Not simply a look of relief because they were escaping? Now that she couldn’t call up the memory on her cube, she couldn’t be sure.
Time slowed. It was the final stretch. She pushed and shoved her way forward. Blood thundered in her ears, and it almost drowned out the children behind her, jeering, calling her names. So close now that she could almost, almost reach out a hand to touch him . . .
She froze.
At that second, Tai Reyanna, bending over a toddler to murmur a blessing to him, looked up and saw her. And Rhiannon nearly died. She nearly turned to liquid and melted into the ground, because she knew—she knew—that Tai Reyanna had seen right past the mark on her face, had seen and known exactly who she was.
Tai Reyanna’s mouth dropped open in surprise. Seotra, puzzled, began to turn in Rhee’s direction.
Now.
And then, just as she reached for her knife, a hood fell over her face, and two arms encircled her so tightly the air left her body in a rush. Rhee inhaled the raw fiber of wool as she opened her mouth to scream and found that there was no air in her lungs.
TEN
ALYOSHA
DERKATZ, Aly decided, was the armpit of the universe.
And after three days on the run from the UniForce and staying offline, hopscotching with Vin between the shadiest of intergalactic safe houses, he could say he was the definitive expert on the topic. Kalu had just declared martial law across all their planets and airspace—which meant that border restrictions were tighter than Regent Seotra’s you-know-what. Just getting out of the core territories had taken balls of steel.

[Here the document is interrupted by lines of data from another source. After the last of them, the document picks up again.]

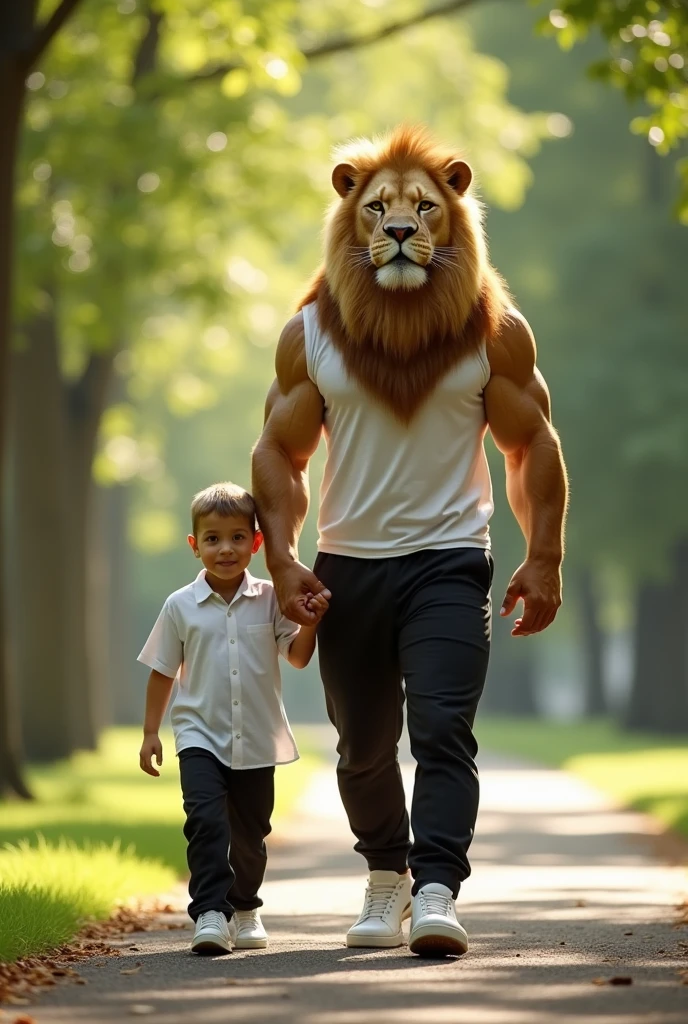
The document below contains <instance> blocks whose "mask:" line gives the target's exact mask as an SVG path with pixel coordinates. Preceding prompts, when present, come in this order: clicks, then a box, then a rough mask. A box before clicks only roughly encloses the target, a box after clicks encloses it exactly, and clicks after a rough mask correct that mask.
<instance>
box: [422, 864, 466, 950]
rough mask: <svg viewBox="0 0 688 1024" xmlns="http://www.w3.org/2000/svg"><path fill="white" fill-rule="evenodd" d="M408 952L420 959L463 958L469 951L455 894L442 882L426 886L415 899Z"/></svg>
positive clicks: (431, 882)
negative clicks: (440, 956) (455, 899)
mask: <svg viewBox="0 0 688 1024" xmlns="http://www.w3.org/2000/svg"><path fill="white" fill-rule="evenodd" d="M408 948H410V949H411V951H412V953H418V954H419V956H461V955H463V953H465V952H466V950H467V949H468V935H467V934H466V930H465V929H464V928H463V927H462V926H461V925H460V924H459V922H458V920H457V908H456V906H455V904H454V894H453V892H451V890H450V889H448V888H447V887H446V886H443V885H441V884H440V883H439V882H429V883H427V884H426V885H424V886H423V888H422V889H419V891H418V893H417V894H416V895H415V896H414V899H413V909H412V916H411V934H410V936H408Z"/></svg>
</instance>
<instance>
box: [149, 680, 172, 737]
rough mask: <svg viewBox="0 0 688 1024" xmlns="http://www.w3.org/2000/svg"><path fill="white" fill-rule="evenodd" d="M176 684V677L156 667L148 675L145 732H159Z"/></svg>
mask: <svg viewBox="0 0 688 1024" xmlns="http://www.w3.org/2000/svg"><path fill="white" fill-rule="evenodd" d="M173 686H174V679H171V678H170V677H169V676H164V675H163V674H162V673H161V672H156V670H155V669H154V670H153V672H152V673H150V675H149V677H148V686H147V689H146V691H145V717H144V719H143V733H144V734H146V733H158V732H159V731H160V726H161V724H162V721H163V718H164V717H165V712H166V711H167V706H168V703H169V702H170V694H171V693H172V687H173Z"/></svg>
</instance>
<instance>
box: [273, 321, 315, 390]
mask: <svg viewBox="0 0 688 1024" xmlns="http://www.w3.org/2000/svg"><path fill="white" fill-rule="evenodd" d="M274 369H275V373H276V377H277V384H278V385H279V390H281V391H282V392H283V393H284V394H288V393H289V392H290V391H291V390H292V388H293V387H295V386H296V385H297V384H300V383H301V382H302V381H305V380H307V379H308V367H307V364H306V337H305V333H304V327H303V313H302V312H301V310H299V312H298V313H296V315H295V316H292V318H291V319H290V321H289V322H288V323H287V324H286V325H285V328H284V330H283V332H282V335H281V336H279V341H278V343H277V351H276V353H275V356H274Z"/></svg>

When stopping to refuel, they’d stuck to sad little asteroids that didn’t bother scanning anyone coming or going.
Here on the Outer Belt, they could move more freely. In theory. And Aly knew why: Nobody wanted to come this far to patrol a pile of sand-dust settlements, and the patrols that did come left as soon as possible.
A dwarf planet, Derkatz was a distant planetary oxygen pit stop infamous for its black market. So far, however, Aly and Vincent hadn’t had any luck finding oxygen. Or to get technical, they hadn’t had any luck buying it in any form. They’d just been chucked out of their third greenhouse by an enraged Derkatzian merchant who vowed to bite off Alyosha’s mouth and eat it, the kind of threat that would be common only in the Outer Belt.
As soon as they were outside, Aly pulled his goggles back onto his forehead and pawed his face mask off. He squinted toward the darkening horizon. Grains of sand whipped into his eyes.
“Pretty slick back there,” he said.
“Don’t even start.” Vin shook the sand out of his hair.
“No, for real. I’m impressed.” Aly slipped into his Kalusian accent and made a show of straightening out the front of his jumpsuit. It was the same as Vin’s and the same as every other humanoid on this rock, since it was the only thing that did a halfway decent job of keeping the sand out of your junk. It had a utility loop on the hip, where Vin had hung Aly’s hammer just to taunt him. “Tell me, Vincent, what’s your secret negotiation technique? To piss off literally every carbon-based life-form in the known universe?”